Last month I learned that I’m a part of a group of people who have seen a need in their communities in terms of having a market. And this small group of people are rarely grocers by trade. They are random community people who want to do better in the towns that they love. Grocers don’t start markets in small towns. Because statistically they are not profitable, and grocers are usually in the business of making some money. People who love their towns start (or save) markets in their towns. (That is a whole ‘nother blog post. Because… DANG. Love doesn’t pay the bills. I digress)
And tonight I’m sitting at my kitchen table. I’m paying bills. Like we all do. Except that I’m paying bills that will go to Woodhull. And while I was writing them out I thought “Why am I doing this?” For the first time. It really hit me. Because it’s a lot. And it’s hard.
I don’t get to shop at The Butter Churn. I don’t get to do the events that look so wonderful (That’s all Roxi!) Yesterday I shopped at a local store here in California and thought “ugh. What a terrible layout. So much waste that happens here.” And spent money on things that sort of didn’t make a meal. Lame.

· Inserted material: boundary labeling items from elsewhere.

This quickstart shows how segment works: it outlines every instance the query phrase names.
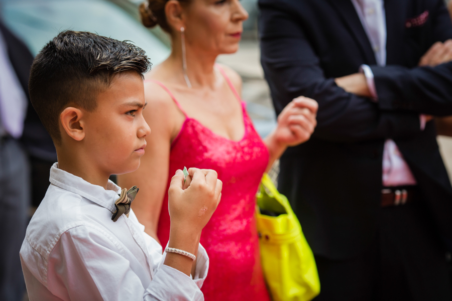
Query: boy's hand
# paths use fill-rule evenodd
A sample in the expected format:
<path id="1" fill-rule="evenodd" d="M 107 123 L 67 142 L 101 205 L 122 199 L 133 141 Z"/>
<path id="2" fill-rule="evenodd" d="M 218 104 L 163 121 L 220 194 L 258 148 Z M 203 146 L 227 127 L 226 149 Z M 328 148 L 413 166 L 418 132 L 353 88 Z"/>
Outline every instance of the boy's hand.
<path id="1" fill-rule="evenodd" d="M 185 185 L 182 171 L 178 170 L 171 179 L 168 191 L 170 237 L 181 233 L 187 238 L 197 237 L 221 199 L 222 183 L 215 171 L 190 168 L 188 174 Z"/>

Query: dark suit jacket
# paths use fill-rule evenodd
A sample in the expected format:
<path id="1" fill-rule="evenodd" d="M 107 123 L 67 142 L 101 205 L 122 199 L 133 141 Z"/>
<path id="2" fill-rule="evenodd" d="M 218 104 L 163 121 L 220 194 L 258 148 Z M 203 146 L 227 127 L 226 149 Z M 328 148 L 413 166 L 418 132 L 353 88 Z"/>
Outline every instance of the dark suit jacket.
<path id="1" fill-rule="evenodd" d="M 1 20 L 0 32 L 6 43 L 10 61 L 28 101 L 21 141 L 30 155 L 41 160 L 55 162 L 56 152 L 53 142 L 30 101 L 28 79 L 33 56 L 25 44 L 5 26 Z"/>
<path id="2" fill-rule="evenodd" d="M 433 122 L 419 114 L 452 114 L 452 63 L 418 67 L 435 41 L 452 38 L 443 0 L 385 1 L 387 66 L 376 65 L 350 0 L 259 0 L 261 62 L 277 113 L 304 95 L 319 103 L 311 139 L 286 152 L 279 187 L 289 198 L 315 254 L 344 259 L 375 237 L 381 212 L 385 139 L 411 169 L 427 212 L 452 242 L 452 188 Z M 424 25 L 408 19 L 429 12 Z M 370 65 L 377 103 L 345 92 L 334 78 Z M 451 244 L 452 248 L 452 244 Z"/>

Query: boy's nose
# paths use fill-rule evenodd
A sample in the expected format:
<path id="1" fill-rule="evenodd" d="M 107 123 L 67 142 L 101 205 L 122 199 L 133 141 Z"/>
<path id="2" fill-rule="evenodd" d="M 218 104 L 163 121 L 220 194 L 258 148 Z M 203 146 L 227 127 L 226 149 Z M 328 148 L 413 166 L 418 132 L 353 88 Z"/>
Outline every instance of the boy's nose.
<path id="1" fill-rule="evenodd" d="M 139 138 L 146 137 L 151 133 L 151 128 L 148 125 L 148 123 L 145 120 L 144 118 L 142 116 L 142 124 L 138 129 L 138 136 Z"/>

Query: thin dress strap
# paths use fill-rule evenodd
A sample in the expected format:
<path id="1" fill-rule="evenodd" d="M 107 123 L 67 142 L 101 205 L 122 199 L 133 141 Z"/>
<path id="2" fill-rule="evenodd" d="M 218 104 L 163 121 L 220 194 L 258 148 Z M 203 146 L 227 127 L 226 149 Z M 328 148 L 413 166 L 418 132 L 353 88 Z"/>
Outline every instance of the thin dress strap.
<path id="1" fill-rule="evenodd" d="M 226 72 L 224 72 L 224 70 L 222 68 L 220 67 L 219 65 L 217 64 L 215 64 L 215 67 L 218 68 L 218 70 L 219 71 L 220 73 L 223 75 L 224 77 L 224 79 L 226 80 L 226 82 L 228 83 L 228 84 L 229 85 L 229 87 L 231 88 L 231 89 L 232 90 L 233 93 L 234 93 L 234 95 L 236 96 L 236 98 L 237 98 L 237 100 L 239 100 L 241 103 L 242 102 L 242 98 L 240 97 L 240 95 L 239 95 L 239 93 L 237 92 L 237 90 L 236 90 L 236 88 L 234 87 L 234 85 L 233 85 L 232 82 L 231 81 L 231 80 L 229 79 L 229 77 L 228 77 L 228 75 L 226 75 Z"/>
<path id="2" fill-rule="evenodd" d="M 188 116 L 187 115 L 187 113 L 185 113 L 185 111 L 184 110 L 184 109 L 183 108 L 182 108 L 181 106 L 180 106 L 180 105 L 179 104 L 179 102 L 177 101 L 177 100 L 176 100 L 176 97 L 174 97 L 174 95 L 173 95 L 173 93 L 171 93 L 171 91 L 169 90 L 169 89 L 167 88 L 166 86 L 164 85 L 163 84 L 163 83 L 162 83 L 162 82 L 159 81 L 158 80 L 156 80 L 155 79 L 147 79 L 145 81 L 145 82 L 147 82 L 147 81 L 153 82 L 156 83 L 157 84 L 158 84 L 158 85 L 159 85 L 162 88 L 163 88 L 163 90 L 166 91 L 166 92 L 168 94 L 169 94 L 169 96 L 171 97 L 171 99 L 174 102 L 174 103 L 176 104 L 176 105 L 177 106 L 177 107 L 179 108 L 179 109 L 182 111 L 182 112 L 183 113 L 183 114 L 185 115 L 186 117 L 188 118 Z"/>

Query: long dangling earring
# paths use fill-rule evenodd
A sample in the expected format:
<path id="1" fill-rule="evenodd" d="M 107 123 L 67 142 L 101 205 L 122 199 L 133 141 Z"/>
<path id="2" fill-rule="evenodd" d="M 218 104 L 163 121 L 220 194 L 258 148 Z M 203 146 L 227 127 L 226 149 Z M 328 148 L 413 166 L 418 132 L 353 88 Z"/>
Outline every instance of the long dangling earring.
<path id="1" fill-rule="evenodd" d="M 187 86 L 190 89 L 191 88 L 191 84 L 190 83 L 190 80 L 188 79 L 188 76 L 187 75 L 187 56 L 185 54 L 185 29 L 183 27 L 180 28 L 180 39 L 182 42 L 182 67 L 184 69 L 184 78 L 185 79 L 185 82 L 187 83 Z"/>

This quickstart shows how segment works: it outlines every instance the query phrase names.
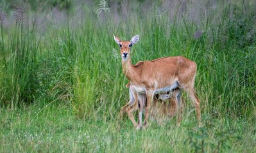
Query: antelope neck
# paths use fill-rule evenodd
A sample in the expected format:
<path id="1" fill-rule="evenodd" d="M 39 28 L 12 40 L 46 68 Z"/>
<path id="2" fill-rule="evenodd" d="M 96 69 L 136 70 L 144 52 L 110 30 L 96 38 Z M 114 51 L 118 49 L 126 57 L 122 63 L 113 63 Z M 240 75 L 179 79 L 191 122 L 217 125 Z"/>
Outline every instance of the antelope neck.
<path id="1" fill-rule="evenodd" d="M 128 57 L 128 59 L 122 60 L 123 72 L 124 76 L 131 82 L 136 82 L 137 71 L 133 65 L 132 64 L 131 59 Z"/>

And then my daughter walked in. And said “Mom. How many days till we are in Woodhull? Can we go to The Butter Churn the first day or do we have to wait? When do we get to see G’ma Dort? Is Charlie going to see us right away? When do we get to go to his farm? Can we see Madison and Piper immediately or will they be in camps?”
And I happily signed my name on another check.
We don’t have to do this. We never did. But in 1 week we will finally be home and then we will get to celebrate the ONE YEAR ANNIVERSARY of The Butter Churn. A store that should have never been. That shouldn’t have made it 6 months (by some folks’ opinions). That only happened because along the way I met some people who also didn’t mind what anyone else thought and they decided to help me.
I thought that the grand opening was a big deal… And it was. But that fact that we survived a year. That’s true grace right there.